HN
Today

Universal Claude.md – cut Claude output tokens by 63%

A new GitHub project introduces a clever .md file that, when placed in a project, dramatically cuts down on Claude's verbose and 'sycophantic' output, leading to significant token savings for output-heavy LLM interactions. This simple, no-code-change solution has sparked a lively debate on Hacker News about the true cost of tokens, the impact on AI reasoning, and the constant quest for LLM efficiency.

61
Score
27
Comments
#1
Highest Rank
18h
on Front Page
First Seen
Mar 31, 2:00 AM
Last Seen
Mar 31, 7:00 PM
Rank Over Time
11224544566791317242628

The Lowdown

The Universal CLAUDE.md project offers a straightforward, drop-in solution to reduce the verbosity and 'fluff' in Claude's AI responses. By simply adding a CLAUDE.md file to a project's root, users can achieve an average 63% reduction in output tokens, tackling issues like overly polite greetings, redundant explanations, and unhelpful formatting.

  • The Problem: Claude's default behavior often includes unnecessary pleasantries, repetition, unsolicited suggestions, and formatting that wastes tokens without adding value.
  • The Fix: A single CLAUDE.md file, which Claude automatically reads, provides rules to curb these behaviors.
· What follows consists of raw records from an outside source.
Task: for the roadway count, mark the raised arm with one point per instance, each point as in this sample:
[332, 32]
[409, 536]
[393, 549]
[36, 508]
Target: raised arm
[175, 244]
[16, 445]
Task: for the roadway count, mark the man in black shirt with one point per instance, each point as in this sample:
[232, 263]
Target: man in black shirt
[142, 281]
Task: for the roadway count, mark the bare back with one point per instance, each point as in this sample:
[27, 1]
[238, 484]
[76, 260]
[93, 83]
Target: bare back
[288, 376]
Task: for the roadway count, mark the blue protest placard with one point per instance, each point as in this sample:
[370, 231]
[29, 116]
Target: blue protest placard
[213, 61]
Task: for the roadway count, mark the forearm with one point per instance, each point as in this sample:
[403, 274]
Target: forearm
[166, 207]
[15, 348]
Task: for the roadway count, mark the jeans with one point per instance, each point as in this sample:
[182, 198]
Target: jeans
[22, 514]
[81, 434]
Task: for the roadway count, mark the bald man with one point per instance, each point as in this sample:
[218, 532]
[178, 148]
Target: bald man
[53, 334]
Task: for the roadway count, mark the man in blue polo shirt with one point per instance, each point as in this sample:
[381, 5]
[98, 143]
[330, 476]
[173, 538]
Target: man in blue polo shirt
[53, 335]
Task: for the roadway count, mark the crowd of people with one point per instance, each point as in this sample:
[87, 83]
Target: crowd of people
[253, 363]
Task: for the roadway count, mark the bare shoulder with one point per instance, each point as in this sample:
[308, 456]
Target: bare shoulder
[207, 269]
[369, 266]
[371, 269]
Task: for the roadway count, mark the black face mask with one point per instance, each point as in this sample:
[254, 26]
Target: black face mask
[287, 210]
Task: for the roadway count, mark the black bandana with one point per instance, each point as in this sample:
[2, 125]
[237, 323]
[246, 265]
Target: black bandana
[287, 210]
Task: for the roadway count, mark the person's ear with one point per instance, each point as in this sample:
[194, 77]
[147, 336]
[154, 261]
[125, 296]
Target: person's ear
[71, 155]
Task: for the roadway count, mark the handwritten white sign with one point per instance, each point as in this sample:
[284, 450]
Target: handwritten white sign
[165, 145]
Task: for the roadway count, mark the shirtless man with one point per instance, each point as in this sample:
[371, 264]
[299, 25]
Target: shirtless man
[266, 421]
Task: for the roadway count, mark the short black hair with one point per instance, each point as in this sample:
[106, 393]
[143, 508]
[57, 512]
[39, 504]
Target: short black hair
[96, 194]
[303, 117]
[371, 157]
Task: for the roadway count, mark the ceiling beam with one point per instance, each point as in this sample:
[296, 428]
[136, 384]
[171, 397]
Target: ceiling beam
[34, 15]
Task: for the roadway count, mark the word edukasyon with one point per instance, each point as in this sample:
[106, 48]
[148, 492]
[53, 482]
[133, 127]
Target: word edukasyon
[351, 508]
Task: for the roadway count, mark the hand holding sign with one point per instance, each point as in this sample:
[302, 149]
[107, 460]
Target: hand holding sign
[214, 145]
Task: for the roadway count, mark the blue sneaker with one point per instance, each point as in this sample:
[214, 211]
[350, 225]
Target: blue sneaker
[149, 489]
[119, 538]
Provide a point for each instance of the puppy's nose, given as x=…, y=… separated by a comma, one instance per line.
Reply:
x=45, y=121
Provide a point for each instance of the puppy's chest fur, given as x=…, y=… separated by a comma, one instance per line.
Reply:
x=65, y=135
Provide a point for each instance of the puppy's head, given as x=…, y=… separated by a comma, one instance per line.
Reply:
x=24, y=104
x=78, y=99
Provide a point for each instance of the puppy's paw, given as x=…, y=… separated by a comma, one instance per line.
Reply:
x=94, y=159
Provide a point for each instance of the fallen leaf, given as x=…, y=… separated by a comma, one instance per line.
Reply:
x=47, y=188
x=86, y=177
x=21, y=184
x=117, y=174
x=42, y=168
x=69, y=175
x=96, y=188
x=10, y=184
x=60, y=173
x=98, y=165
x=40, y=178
No code changes are required.
  • Use Cases: Most beneficial for high-volume automation pipelines, structured tasks, and teams needing consistent, parseable output, where the token savings offset the CLAUDE.md file's own input token consumption.
  • Not For: Short, casual queries, fixing deep AI failure modes (like hallucinations), or exploratory work where detailed debate and pushback are desired.
  • Benchmark Results: Show an average 63% reduction in word count across various tasks (e.g., explaining concepts, code review), translating to considerable token savings for high-volume users.
  • What It Fixes: Specific rules target sycophantic openers, hollow closings, prompt restatement, non-ASCII characters, 'As an AI...' framing, unnecessary disclaimers, scope creep, and more, enforcing concise, direct responses.
  • Pro Tips: Users can compose multiple CLAUDE.md files (global, project-level, subdirectory-level) for fine-grained control and tailor rules to specific failure modes.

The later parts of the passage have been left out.